May 12, 2021; Denver, Colorado, USA; Colorado Rockies relief pitcher Daniel Bard (52) in the seventh inning against the San Diego Padres in the seventh inning against the San Diego Padres at Coors Field. Mandatory Credit: Isaiah J. Downing-USA TODAY Sports

CHICAGO — Colorado Rockies closer Daniel Bard enters the game against the San Diego Padres, looking to close out a 5-2 win at Coors Field on August 16. The ninth inning, however, doesn’t go according to Colorado’s hopes.

A pair of runners, each reaching base on singles that have an expected batting average of .210 or less, puts traffic on the bases and pressure on Bard. While the runners are a nuisance, the Rockies still have the lead as Bard has retired the next two batters. One out is all that separates Bard’s team from walking off the field victorious or preparing for the bottom of the ninth.

The latter, unfortunately for the Rockies that night, is what was in store as Trent Grisham takes a 2-1 pitch from Bard the opposite way and blasts it over the left field wall, knotting the game at 5.

Colorado would win the game in the bottom of the ninth on C.J. Cron’s home run, but that didn’t erase what had happened in the top of the frame from the record books or the minds of those lurking on Bard’s Instagram account.

Colorado Rockies closer Daniel Bard saw the comments on social media.

The comments on posts soon began, whether it was on Bard’s personal account or Colorado’s official Twitter account.
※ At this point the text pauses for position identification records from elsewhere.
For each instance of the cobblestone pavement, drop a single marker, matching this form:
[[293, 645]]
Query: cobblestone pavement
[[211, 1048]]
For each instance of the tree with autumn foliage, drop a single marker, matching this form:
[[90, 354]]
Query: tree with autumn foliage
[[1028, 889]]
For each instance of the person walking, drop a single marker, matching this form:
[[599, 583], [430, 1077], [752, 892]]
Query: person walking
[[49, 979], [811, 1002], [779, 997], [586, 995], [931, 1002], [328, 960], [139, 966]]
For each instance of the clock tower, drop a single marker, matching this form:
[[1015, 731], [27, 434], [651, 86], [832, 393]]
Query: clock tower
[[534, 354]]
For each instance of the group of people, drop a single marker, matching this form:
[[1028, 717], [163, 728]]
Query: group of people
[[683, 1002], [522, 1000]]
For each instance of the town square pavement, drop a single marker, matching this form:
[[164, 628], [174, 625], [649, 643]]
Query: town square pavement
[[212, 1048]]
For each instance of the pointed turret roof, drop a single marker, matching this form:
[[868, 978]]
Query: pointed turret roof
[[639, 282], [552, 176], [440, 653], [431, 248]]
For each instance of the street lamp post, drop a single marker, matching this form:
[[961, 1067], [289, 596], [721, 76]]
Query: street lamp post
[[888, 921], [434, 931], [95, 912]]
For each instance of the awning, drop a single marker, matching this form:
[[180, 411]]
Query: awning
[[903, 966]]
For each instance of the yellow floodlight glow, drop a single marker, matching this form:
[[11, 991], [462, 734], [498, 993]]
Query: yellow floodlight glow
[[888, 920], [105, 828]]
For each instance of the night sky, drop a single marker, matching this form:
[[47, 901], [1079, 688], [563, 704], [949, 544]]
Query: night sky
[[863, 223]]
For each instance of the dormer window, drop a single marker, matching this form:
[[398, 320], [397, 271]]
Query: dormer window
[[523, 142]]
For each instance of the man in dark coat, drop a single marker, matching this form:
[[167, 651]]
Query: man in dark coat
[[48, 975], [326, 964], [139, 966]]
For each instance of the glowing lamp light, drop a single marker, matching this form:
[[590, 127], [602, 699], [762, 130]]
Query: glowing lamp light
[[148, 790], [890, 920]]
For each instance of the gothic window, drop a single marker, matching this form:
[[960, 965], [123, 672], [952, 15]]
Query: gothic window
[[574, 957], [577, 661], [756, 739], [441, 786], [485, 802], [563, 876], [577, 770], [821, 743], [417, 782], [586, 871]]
Bard shouldn’t have thrown that pitch.

Bard shouldn’t be closing games.

Bard is done and should retire.

Suddenly, the world was filled with pitching coaches and those who could’ve gotten Grisham out from the comfort of their living rooms.

Yes, Bard has seen the posts, comments, and replies. No, Bard doesn’t care.

Well, let’s rephrase that. Bard absolutely cares about his performance and his team’s win-loss record. He does not, however, take the time to soak up the knowledge of those sitting on their couches or walking out of the stadium and mad tweeting on their phones.

“If it’s something that’s going to bother you, you have the option of not having an account,” Bard explained. “If someone telling you that you suck is something that you think might bother you, or if you don’t want to hear that someone lost 100 bucks because they have money on the line and you blew their bet, you don’t have to have an account. Because that will happen.”